Parts 1, 2, 3, 4, 5.
Here’s the next scene, where we meet Harriet, our actual killer:
Mustapha looked up. “Hunh? What did you say?”
Diana said, “I can’t believe you can sleep after all that tea.”
“It was a tough night. And no, I don’t want to talk about it.”
“So sensitive. You should read the blog: you’ll learn all about how to appear vulnerable in order to con women into sex.”
“Because I need to have divorced chicks swarming me. Are you just hazing me, or did you find out anything interesting?”
“Andrea Jellicoe is only talking to us through her lawyer, now.”
“You woke me up for that?”
“There were eight burglaries in the Highlands over the last week. Four of them during the day, but all of those involved a broken window.” Mustapha just glared. “Search warrant for Jellicoe’s house and car just came through.”
“I’ll make tea.”
But before hot water could be poured on gunpowder tea and fresh mint leaves, the desk sergeant brought them a visitor. Harriet Kaspar looked like she was too busy to be a real hipster: she was dressed very formally for a warm spring day, but beneath the cuffs of her blouse were forearm tattoos. She declined tea, then thought better of it and took a glass. “They said you were investigating Tyler Green’s murder? I thought you should know I had an issue with him.”
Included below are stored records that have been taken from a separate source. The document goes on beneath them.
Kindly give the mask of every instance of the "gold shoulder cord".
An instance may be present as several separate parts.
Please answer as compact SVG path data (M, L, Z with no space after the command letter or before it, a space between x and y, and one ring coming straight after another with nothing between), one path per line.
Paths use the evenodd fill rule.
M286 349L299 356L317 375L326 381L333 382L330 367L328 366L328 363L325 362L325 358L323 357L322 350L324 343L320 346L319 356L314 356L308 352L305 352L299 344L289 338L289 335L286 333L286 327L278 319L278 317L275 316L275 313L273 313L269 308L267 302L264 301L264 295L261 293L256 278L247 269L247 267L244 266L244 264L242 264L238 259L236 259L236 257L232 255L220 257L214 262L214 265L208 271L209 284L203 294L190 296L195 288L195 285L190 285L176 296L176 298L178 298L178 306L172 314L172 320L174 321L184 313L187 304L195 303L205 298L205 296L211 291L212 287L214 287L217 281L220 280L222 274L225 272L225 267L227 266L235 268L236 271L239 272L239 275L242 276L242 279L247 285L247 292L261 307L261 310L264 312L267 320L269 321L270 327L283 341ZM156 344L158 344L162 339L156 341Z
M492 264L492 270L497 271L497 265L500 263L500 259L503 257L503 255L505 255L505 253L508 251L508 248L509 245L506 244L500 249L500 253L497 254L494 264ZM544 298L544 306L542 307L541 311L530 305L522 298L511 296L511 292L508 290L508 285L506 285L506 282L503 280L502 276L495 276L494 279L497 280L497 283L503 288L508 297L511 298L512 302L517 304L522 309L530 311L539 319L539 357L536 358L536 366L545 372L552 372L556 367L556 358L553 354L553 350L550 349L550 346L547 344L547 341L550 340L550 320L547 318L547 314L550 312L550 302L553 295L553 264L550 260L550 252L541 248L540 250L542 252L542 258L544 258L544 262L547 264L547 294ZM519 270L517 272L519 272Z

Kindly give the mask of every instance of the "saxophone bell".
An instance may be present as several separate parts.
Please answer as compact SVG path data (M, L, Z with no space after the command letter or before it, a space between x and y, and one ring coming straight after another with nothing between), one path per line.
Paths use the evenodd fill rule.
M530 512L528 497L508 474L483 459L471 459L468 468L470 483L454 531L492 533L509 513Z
Diana said, “With Mr. Greene, or with the blog?”
“With him. I never read the blog, til the other night. I saw his photo on Jezebel, about the book, and recognized him. I dated a guy named Tommy Grant six, seven years ago. Thought he was the one; he disappeared off the face of the earth after a month. So there he was with a new book and a new girlfriend. I couldn’t stop myself.” She sipped her tea; Mustapha saw Diana wince in sympathy, but Casper swished the hot liquid around, then took a bigger sip. “Zesty. I needed closure, you know? Guy sort of broke my heart.” She shrugged. “I work for a staffing company, so it’s easy to look people up: Internet skills. Got his phone number, called him twice, straight to voicemail. Had the day off yesterday, so I looked up his address. Yeah, that wasn’t maybe all that appropriate. Should have gone to the gym, instead. But when I get there, y’all cops were everywhere. And then this morning his name’s all over the news.”
Neither detective said anything; but neither did Kaspar, who sipped her tea and looked back and forth between them. Finally, Diana spoke. “Do you… know something about–”
“No. I mean, it was a little strange, seeing all those cops. I figure, you’re going to go through his phone records, and you’ll find a hangup and a voicemail from my phone. No threats: I just wanted him to know he hadn’t disappeared completely. Or maybe I hadn’t disappeared completely. My office is around the corner, so I figured I’d save you the trouble.”
Kaspar drained her tea. “I didn’t do it. Like I’d come in if I did. I never left the house the other day until I drove over to his place: trace my phone if you want. I was up half the night before reading the blog. I knew he was an asshole, but I didn’t think he had the… attention span, to be quite such a douche on purpose. How he got a woman to help him publish that crap, I don’t know; but I bet he pissed a lot of people off.”
She stood up. “Thanks for the tea. Here’s my card, if you need anything. No, no: don’t get up. I’ll see myself out.”
After Kaspar was gone, Mustapha poured himself more tea. “Was she on your list?”
“Yep.” Diana finally dared to sip her own tea. “Mmmph! Hot. I didn’t like her.”
“I don’t know if she’s where I would start if I was going to take dating advice from Tyler, or Taylor, or Thomas, but–”
“Nobody innocent is that helpful.”
“So we check her story out. Trace her Internet address, too, see if she surfed the blog before two nights ago. You know we’re going to have to trace all the nasty comments on the blog anyway, just for due diligence.”
“You mean I’m going to trace them.”
“I’ll get snacks.”
This part is also longer than it needs to be. The business at the beginning is important, though, for two reasons: it establishes Mustapha’s distraction and irritation, which is going to continue through the story until it pays off near the end; and it also gives the back-and-forth between the characters that’s a key feature of this sort of fiction. You watch the show, you get to know the characters.
I don’t have Harriet’s tone quite right, yet. She’s a little too deadpan: she needs to be trying to be emotional, and maybe not doing an especially good job of it. I’ll ultimately change her name, like I will nearly everyone else’s in the story, but that’s fundamentally trivial. I don’t know why I do it at the last minute. Usually names are just placeholders, until I come up with the real one; mostly, when I handwrite the first drafts, I’ll just pick a letter and call the character H or whatever the whole way through.
The title of the story, by the way, is Publish and Perish. That only hit me last night. Still not 100% sure: the title is very often the last thing I think up.